Adventures with ZFS and Time Machine part 3

Well, really just adventures with ZFS this time.

About a year ago I had a disk fail—just a couple of weeks within the 5 year warranty—and when I got the replacement, ZFS dutifully resilvered the RAIDZ set. Then, recently, I had another disk (even older) fail, in another machine. And then I had another (different) disk fail in the RAIDZ disk. I was beginning to wonder what was going on (the computers are on a filtered power supply by the way).Well, to cut a long story short, it was actually the USB enclosure that failed (as far as I can tell). This led be to become acquainted with just how slow USB is.

Everyone says not to use USB for ZFS, mostly because a number of USB controllers lie about write integrity, which can cause even ZFS’s bullet-proof write system to fail. However, there are other reasons to be concerned about USB, namely performance, especially with scrub.

Given this, why use USB? Well, price and availability. A few years ago, USB + FireWire enclosures were reasonably common. Now, USB is just about all that is available unless you go to high end RAID—and I’m trying to let ZFS do the job here, rather than buy a RAID controller, so I would end up paying a lot more for something I don’t need. Of course, if I had a tower case with lots of drive bays I could just plug them in there, but I don’t. At the moment the ZFS machine is a Mac Mini, a splendid little machine, but one with FW800 and USB 2.0 only, and with its form-factor, no space for extra internal drives.

USB speed

So, after that diversion, back to my ‘discoveries’ about USB. USB 2.0 is nominally 480Mbps. Except that this is nowhere near the actual rate. The web informs me that normal USB 2.0 disk performance is 20-25MBps (160-220Mbps), or around 40% of the theoretical speed of USB 2.0. I knew that USB was slower than FireWire, but I had not realised quite how slow.

In fact, my measured speed on my current disks seems to be about 20MBps sustained.
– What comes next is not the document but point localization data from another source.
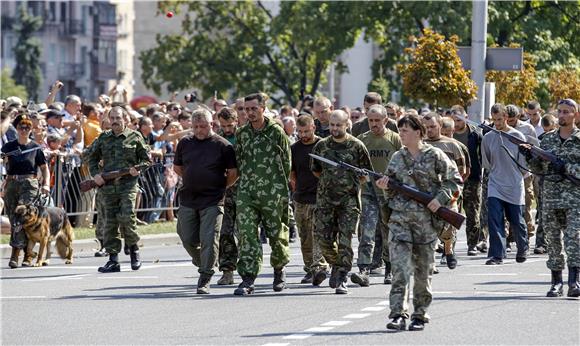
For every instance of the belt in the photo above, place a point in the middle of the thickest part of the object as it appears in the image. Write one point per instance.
(20, 177)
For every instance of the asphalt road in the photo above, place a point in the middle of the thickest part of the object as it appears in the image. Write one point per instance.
(473, 304)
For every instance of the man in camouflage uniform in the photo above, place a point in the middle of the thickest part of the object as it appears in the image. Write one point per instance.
(454, 151)
(560, 211)
(263, 155)
(412, 237)
(337, 199)
(381, 143)
(119, 148)
(228, 249)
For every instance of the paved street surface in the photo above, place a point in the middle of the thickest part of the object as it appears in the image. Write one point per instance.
(474, 304)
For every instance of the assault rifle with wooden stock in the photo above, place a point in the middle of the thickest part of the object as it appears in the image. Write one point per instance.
(450, 216)
(108, 176)
(536, 151)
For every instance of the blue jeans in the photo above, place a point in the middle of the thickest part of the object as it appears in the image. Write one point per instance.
(496, 223)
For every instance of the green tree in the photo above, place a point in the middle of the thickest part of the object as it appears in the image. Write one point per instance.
(27, 52)
(243, 47)
(10, 88)
(435, 74)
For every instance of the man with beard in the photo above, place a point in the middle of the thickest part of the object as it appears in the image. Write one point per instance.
(304, 184)
(337, 199)
(120, 148)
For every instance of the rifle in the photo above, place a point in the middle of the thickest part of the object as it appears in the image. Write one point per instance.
(450, 216)
(90, 184)
(536, 151)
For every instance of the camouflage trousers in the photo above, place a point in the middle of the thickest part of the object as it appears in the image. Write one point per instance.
(272, 214)
(412, 249)
(311, 253)
(120, 219)
(558, 224)
(19, 192)
(228, 249)
(472, 208)
(335, 226)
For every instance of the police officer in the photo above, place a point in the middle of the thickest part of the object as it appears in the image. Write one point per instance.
(119, 148)
(22, 158)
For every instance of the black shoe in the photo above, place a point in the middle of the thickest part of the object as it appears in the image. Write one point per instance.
(451, 261)
(361, 278)
(494, 261)
(319, 277)
(557, 288)
(398, 323)
(416, 324)
(307, 279)
(333, 281)
(135, 257)
(112, 266)
(573, 282)
(279, 280)
(203, 284)
(246, 287)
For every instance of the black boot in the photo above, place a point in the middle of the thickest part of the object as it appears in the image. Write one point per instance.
(203, 284)
(557, 288)
(279, 280)
(135, 257)
(112, 266)
(573, 282)
(361, 278)
(246, 286)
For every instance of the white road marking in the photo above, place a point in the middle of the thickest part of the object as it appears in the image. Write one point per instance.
(297, 336)
(336, 323)
(356, 316)
(374, 308)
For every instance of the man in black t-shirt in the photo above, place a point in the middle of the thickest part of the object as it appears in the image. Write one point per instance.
(304, 184)
(207, 164)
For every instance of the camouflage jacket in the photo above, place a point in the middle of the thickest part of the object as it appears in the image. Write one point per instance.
(336, 186)
(117, 152)
(559, 192)
(431, 172)
(263, 158)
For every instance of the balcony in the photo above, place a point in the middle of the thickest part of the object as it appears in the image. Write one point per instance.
(69, 71)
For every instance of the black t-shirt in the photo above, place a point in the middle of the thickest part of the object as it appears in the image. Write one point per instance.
(204, 166)
(23, 164)
(306, 182)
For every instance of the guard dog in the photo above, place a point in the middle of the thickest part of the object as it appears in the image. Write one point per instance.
(42, 225)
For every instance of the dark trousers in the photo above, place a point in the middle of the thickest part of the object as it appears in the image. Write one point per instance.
(496, 222)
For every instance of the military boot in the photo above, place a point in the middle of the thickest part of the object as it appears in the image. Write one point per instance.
(246, 287)
(361, 278)
(203, 284)
(279, 280)
(13, 263)
(227, 278)
(135, 257)
(341, 283)
(112, 266)
(557, 288)
(573, 282)
(388, 274)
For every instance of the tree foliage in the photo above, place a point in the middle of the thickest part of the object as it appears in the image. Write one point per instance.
(10, 88)
(435, 74)
(243, 47)
(27, 52)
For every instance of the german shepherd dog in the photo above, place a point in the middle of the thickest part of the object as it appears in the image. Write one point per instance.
(42, 225)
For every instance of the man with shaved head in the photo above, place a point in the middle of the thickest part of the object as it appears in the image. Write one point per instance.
(337, 200)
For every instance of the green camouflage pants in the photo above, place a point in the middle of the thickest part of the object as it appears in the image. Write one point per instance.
(334, 228)
(311, 253)
(273, 216)
(120, 218)
(558, 224)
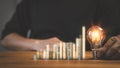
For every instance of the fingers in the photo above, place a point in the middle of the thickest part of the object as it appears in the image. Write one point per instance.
(110, 42)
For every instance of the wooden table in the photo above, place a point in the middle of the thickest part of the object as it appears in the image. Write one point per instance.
(25, 60)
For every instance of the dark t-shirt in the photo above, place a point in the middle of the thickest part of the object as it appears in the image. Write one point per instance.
(61, 18)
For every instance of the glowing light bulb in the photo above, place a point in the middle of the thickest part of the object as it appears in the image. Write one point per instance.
(95, 36)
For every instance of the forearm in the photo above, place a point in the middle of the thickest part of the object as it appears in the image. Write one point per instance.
(17, 42)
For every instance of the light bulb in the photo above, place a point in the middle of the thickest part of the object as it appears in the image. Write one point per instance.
(95, 36)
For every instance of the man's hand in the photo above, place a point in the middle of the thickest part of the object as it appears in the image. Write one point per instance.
(111, 49)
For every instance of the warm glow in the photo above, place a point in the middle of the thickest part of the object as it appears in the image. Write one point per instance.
(95, 35)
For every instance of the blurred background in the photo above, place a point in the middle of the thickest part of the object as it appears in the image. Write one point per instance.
(7, 8)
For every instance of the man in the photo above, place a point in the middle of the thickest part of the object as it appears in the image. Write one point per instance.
(52, 21)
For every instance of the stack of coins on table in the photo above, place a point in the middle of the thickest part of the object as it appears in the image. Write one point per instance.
(64, 50)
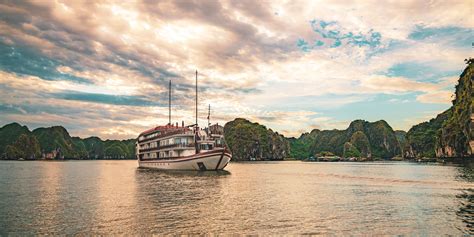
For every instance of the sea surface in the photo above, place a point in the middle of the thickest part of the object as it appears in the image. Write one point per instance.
(291, 197)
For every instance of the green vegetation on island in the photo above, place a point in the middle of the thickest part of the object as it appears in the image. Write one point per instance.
(361, 139)
(451, 133)
(17, 142)
(252, 141)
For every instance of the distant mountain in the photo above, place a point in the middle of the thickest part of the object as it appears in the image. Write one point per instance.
(249, 141)
(56, 143)
(421, 138)
(451, 133)
(360, 139)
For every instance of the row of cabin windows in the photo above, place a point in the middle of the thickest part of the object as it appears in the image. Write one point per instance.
(163, 154)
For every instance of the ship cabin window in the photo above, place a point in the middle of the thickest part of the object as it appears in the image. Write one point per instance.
(181, 140)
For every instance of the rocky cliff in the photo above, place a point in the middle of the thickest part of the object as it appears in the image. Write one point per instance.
(55, 143)
(249, 141)
(456, 136)
(451, 133)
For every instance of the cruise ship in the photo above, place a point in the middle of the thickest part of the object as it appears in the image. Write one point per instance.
(180, 147)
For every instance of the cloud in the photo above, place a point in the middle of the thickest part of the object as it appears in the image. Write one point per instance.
(439, 97)
(76, 63)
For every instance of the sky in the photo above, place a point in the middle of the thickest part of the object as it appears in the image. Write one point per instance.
(102, 68)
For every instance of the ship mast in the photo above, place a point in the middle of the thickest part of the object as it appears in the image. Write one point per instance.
(209, 117)
(196, 100)
(169, 104)
(196, 133)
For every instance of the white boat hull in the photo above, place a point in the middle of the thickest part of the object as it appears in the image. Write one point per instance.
(211, 160)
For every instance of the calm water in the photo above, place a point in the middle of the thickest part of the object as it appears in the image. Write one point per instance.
(279, 197)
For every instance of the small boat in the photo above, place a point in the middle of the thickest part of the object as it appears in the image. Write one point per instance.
(174, 147)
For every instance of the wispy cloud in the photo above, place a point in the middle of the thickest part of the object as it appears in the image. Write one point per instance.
(102, 68)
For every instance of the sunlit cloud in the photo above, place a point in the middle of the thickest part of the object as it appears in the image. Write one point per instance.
(103, 68)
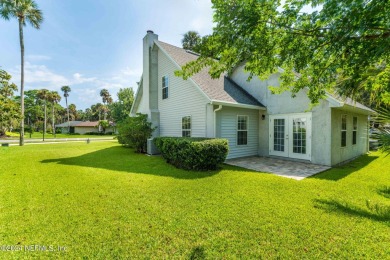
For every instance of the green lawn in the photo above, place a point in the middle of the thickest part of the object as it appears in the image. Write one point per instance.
(101, 200)
(37, 135)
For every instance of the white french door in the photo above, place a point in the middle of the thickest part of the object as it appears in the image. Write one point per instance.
(290, 135)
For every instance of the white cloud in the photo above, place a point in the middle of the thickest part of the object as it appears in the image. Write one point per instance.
(79, 79)
(131, 72)
(40, 74)
(34, 58)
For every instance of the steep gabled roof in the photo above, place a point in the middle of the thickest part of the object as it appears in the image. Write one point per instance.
(223, 89)
(71, 123)
(88, 124)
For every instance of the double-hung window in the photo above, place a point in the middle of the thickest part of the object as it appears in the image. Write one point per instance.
(354, 130)
(343, 130)
(186, 126)
(165, 83)
(242, 130)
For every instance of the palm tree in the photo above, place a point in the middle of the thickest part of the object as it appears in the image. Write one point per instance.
(107, 99)
(66, 90)
(23, 10)
(43, 94)
(54, 98)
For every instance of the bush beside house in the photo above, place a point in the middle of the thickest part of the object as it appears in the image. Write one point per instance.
(193, 153)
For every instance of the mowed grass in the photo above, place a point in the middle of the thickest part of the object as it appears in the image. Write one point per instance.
(101, 200)
(37, 135)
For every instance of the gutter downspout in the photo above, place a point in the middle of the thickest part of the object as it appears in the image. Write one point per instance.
(215, 119)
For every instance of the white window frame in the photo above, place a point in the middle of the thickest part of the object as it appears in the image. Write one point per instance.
(343, 131)
(165, 86)
(354, 130)
(186, 129)
(242, 130)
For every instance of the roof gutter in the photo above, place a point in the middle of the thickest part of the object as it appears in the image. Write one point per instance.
(231, 104)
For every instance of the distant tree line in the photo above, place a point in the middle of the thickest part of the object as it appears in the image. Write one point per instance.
(43, 111)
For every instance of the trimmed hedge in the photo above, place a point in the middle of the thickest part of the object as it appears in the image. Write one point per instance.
(193, 153)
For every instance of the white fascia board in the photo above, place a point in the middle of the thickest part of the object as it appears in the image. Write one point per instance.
(231, 104)
(179, 67)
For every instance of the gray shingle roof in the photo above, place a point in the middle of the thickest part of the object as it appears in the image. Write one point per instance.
(71, 123)
(222, 89)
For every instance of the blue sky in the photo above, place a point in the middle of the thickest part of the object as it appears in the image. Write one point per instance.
(95, 44)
Note that this is only about 10% of the speed of even a consumer SATA disk. That has serious consequences for a number of operations

Disk Formatting

It’s quite a good idea to write zeros to every block of even a new disk. This causes the disk firmware to check every sector (and allocate spare sectors if necessary). This is also a way to check an older disk. With current disk sizes of 1, 2 and 3TB, this is going to take a long time using USB.

Time to format (hours)
1TB 2TB 3TB
USB 2.0 14.5 29 44
SATA 1.5 3 4.4

That’s also the amount of time it’s going to take to copy that much information to or from the disk.

Scrubbing/Resilvering

From the above, it’s obvious that a resilver is also going to take a very long time, although assuming that the ZFS pool is not full, it will take proportionally less time. A RAIDZ that is 75% full will take 22 hours to replace a 2TB drive.

That leads us to scrub. Normal ZFS best practice is to zpool scrub once a week for consumer grade drives, which should catch any errors while there is still time to do something about it. What scrub does is read every in-use block, on every disk in the pool, and compare it to a calculated checksum. If there is a mismatch zpool reports the error and tries to rewrite the block (which has a good chance of fixing the problem if the disk firmware remaps an ailing sector). That means, for a RAIDZ pool, a scrub will take (capacity used)/(disks in pool)/(sustained read speed). For USB 2.0, that means a long time. By comparison, SATA attached disks will be done in 1/10 the time.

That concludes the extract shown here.